Last summer I was taking a writing class from Pam Houston and she said that when she has to remember something she tells someone else her idea. Once she tells the story she remembers it and doesn’t have to write it down. Well, I tried that and aside from sounding like a crazy person at times (my ideas are pretty fragmented and random) I also forgot my great idea anyway. So I went back to recording my little ideas on scraps of paper, notepads and my hand. If I was ever killed in an accident, the coroner might wonder what was going on because I might have written “a marble dolphin and Indian Chef” on my palm earlier in the day.

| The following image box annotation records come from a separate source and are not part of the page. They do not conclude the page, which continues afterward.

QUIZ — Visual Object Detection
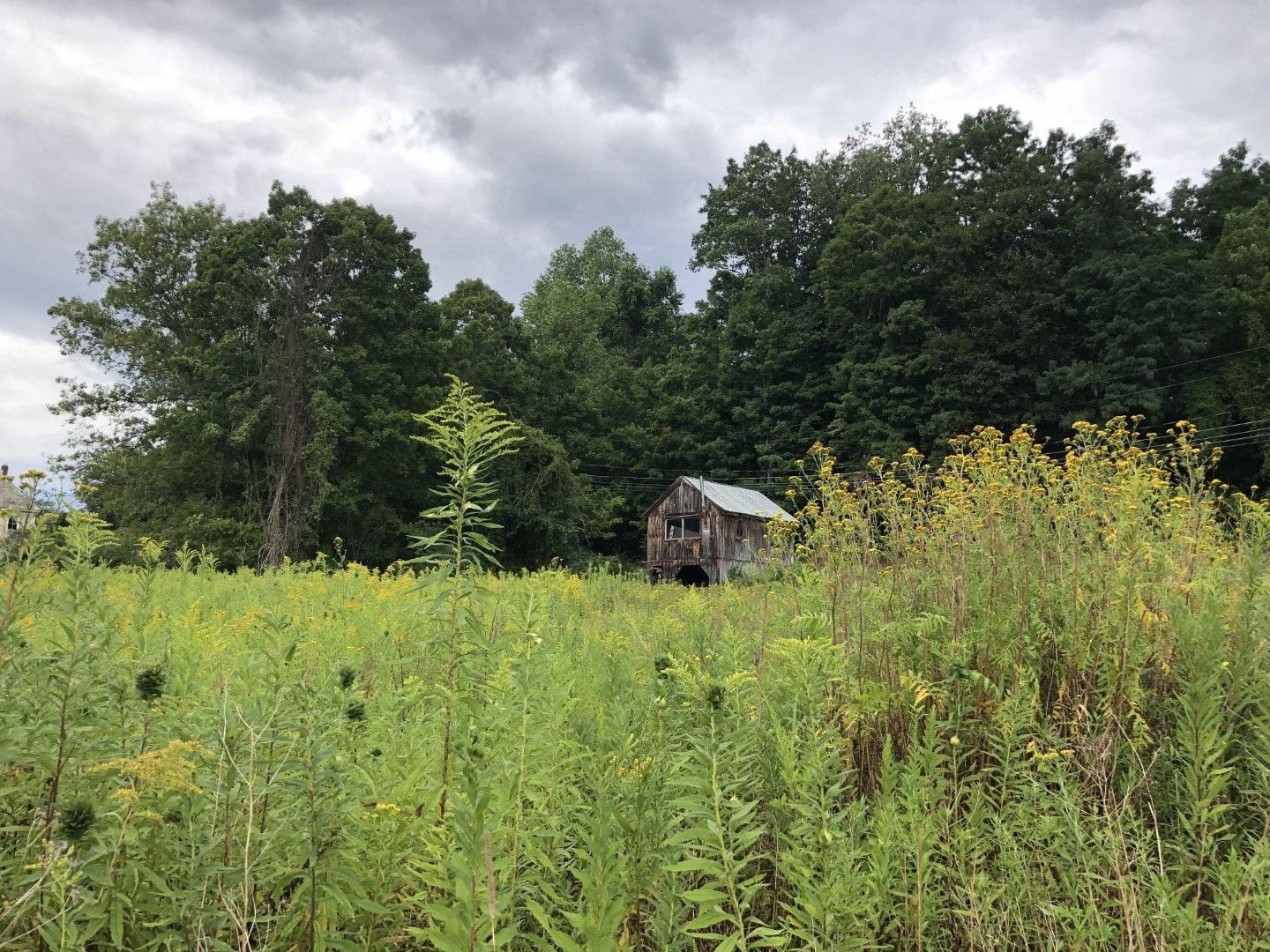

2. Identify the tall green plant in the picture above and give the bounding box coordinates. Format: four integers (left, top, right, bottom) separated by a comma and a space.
413, 375, 519, 819
413, 375, 520, 572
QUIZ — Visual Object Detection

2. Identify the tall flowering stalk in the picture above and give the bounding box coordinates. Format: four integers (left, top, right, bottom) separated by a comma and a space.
414, 375, 520, 820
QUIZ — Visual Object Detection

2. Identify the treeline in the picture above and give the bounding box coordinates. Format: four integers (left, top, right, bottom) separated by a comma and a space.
51, 108, 1270, 568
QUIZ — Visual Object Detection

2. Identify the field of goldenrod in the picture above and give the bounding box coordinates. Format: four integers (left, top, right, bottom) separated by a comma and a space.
0, 421, 1270, 952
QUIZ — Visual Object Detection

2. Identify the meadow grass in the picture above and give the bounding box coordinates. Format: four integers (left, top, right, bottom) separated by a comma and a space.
0, 420, 1270, 952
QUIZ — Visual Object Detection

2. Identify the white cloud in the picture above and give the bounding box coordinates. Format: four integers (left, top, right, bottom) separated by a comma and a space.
0, 0, 1270, 462
0, 329, 104, 472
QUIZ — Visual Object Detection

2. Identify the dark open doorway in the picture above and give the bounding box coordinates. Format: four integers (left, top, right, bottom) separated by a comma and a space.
675, 565, 710, 588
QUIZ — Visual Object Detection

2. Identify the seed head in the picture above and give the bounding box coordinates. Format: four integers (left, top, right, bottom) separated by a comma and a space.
133, 664, 168, 704
57, 797, 96, 843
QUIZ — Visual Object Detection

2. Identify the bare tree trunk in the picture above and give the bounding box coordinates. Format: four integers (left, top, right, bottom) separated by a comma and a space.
260, 225, 320, 569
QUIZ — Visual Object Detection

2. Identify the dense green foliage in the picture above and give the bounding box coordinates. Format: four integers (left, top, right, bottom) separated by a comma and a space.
52, 108, 1270, 568
0, 428, 1270, 952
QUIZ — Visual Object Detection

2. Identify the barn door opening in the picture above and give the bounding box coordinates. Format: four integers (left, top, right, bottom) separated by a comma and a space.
675, 565, 710, 588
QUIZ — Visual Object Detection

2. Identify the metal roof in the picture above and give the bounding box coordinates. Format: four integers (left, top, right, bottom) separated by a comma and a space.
644, 476, 796, 522
0, 480, 26, 509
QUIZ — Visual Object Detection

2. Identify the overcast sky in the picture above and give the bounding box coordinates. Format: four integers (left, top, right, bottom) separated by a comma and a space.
0, 0, 1270, 470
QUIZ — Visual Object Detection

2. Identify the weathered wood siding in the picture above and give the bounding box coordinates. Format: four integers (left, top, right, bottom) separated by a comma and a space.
647, 481, 767, 585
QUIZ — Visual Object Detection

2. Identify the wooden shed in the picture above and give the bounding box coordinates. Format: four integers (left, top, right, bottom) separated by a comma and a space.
644, 476, 794, 585
0, 464, 26, 542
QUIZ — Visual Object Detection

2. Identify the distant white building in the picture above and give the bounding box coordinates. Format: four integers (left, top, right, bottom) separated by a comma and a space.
0, 464, 26, 542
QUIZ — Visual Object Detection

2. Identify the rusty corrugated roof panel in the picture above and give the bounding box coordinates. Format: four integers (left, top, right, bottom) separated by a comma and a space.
681, 476, 794, 522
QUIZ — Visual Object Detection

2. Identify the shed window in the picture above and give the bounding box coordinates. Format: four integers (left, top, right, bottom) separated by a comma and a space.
666, 516, 701, 539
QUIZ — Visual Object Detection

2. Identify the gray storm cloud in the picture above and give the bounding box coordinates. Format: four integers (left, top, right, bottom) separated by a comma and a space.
0, 0, 1270, 477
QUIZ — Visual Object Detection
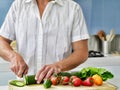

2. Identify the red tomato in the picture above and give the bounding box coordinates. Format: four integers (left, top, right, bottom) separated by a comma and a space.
70, 76, 78, 80
51, 77, 61, 85
72, 78, 82, 87
61, 76, 70, 85
82, 77, 94, 86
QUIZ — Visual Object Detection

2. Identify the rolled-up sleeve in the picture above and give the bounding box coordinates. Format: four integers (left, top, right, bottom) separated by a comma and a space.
0, 1, 16, 40
72, 5, 89, 42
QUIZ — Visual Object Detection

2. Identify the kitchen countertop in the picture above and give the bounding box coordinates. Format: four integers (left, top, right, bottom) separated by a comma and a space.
0, 55, 120, 90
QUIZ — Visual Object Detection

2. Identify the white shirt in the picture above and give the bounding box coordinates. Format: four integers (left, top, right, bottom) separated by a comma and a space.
0, 0, 89, 74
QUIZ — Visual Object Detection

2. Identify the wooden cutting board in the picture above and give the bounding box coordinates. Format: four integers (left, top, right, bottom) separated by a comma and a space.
9, 82, 117, 90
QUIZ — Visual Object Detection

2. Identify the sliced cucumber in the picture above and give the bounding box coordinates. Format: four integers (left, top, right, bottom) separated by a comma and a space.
9, 80, 25, 87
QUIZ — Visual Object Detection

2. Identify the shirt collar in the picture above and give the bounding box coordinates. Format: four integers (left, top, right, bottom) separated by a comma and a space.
25, 0, 64, 6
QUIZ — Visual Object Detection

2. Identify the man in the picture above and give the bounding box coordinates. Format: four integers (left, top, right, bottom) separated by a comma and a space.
0, 0, 89, 83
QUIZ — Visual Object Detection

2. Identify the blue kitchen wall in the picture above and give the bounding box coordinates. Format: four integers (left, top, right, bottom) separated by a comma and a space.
0, 0, 120, 34
75, 0, 120, 34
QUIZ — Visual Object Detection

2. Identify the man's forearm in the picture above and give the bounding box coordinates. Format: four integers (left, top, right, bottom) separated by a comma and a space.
0, 37, 14, 61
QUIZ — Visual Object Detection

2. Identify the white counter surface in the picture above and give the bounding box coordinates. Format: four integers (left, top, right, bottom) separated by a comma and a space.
0, 55, 120, 90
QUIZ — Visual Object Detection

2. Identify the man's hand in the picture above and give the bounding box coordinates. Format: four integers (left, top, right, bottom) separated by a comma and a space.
35, 64, 61, 84
10, 52, 28, 78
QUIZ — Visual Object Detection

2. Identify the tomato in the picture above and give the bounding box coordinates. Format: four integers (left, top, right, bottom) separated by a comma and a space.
92, 74, 103, 86
72, 78, 82, 87
70, 76, 78, 84
82, 77, 94, 86
43, 79, 52, 88
51, 76, 61, 85
61, 76, 70, 85
70, 76, 78, 81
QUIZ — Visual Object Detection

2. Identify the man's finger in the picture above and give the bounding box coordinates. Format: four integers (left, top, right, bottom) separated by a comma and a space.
45, 68, 54, 79
35, 66, 46, 80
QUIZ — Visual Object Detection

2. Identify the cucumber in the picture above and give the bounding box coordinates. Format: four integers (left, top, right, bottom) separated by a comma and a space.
43, 79, 52, 89
55, 72, 71, 77
9, 80, 25, 87
24, 75, 37, 85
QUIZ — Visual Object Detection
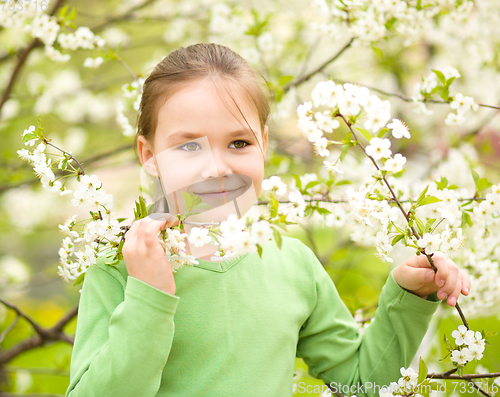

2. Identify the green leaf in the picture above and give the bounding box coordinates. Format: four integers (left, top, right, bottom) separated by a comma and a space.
432, 69, 446, 84
356, 128, 373, 142
335, 179, 352, 186
424, 219, 436, 233
436, 176, 448, 190
23, 132, 38, 143
418, 357, 428, 383
414, 216, 424, 235
439, 86, 450, 101
340, 144, 352, 161
73, 273, 86, 286
445, 77, 455, 87
444, 335, 453, 350
417, 196, 442, 207
67, 7, 76, 20
316, 207, 332, 215
273, 227, 283, 249
139, 196, 148, 218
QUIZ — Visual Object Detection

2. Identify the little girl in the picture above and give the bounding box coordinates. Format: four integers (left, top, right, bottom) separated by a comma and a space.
66, 44, 470, 397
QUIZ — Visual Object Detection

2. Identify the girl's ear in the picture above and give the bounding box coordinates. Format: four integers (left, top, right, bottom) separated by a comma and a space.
137, 135, 158, 176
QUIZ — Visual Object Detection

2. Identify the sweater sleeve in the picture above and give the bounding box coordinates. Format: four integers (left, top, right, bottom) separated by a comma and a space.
297, 248, 439, 397
66, 265, 180, 397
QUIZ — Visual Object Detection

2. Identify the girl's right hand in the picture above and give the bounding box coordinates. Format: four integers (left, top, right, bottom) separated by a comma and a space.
122, 213, 179, 295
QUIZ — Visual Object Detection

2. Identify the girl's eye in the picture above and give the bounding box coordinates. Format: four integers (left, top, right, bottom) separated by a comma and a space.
231, 141, 248, 149
178, 142, 201, 152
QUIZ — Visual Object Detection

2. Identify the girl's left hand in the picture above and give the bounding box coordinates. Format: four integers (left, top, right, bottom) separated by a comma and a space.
393, 252, 470, 306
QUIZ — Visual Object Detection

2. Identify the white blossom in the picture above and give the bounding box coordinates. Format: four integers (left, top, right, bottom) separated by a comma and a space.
262, 175, 287, 196
188, 227, 212, 247
365, 137, 392, 160
387, 119, 411, 139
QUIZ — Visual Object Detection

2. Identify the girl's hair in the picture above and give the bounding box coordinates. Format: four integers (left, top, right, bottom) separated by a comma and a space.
134, 43, 270, 154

Recently I discovered the app Evernote. Evernote is a handy little program that is on my phone and home computer. If I come up with an idea I just put it into my phone and it magically appears on my home computer. This little app will record verbal notes, pictures and text messages. So last night, as I was preparing to think about what I would write this morning, I checked my Evernote app for my last entry and found this little message: “Orange 444.” I didn’t remember putting “Orange 444” into my phone and spent 20 minutes trying to figure out what my past self was trying to tell my present self. I started to feel a bit like Guy Pearce in Memento. It is one thing to forget what I was supposed to remember, but it is completely different to feel like someone took my phone and typed something mysterious into it just to confuse me. I could not remember anything about Orange 444. I checked the date and time I entered the message hoping that there would be a clue there that would unlock the mystery. Sure enough, I entered Orange 444 around noon last Friday which was just about the time I was parking my car in a downtown Seattle garage.
So instead of having a great idea for my writing, I had recorded a parking space.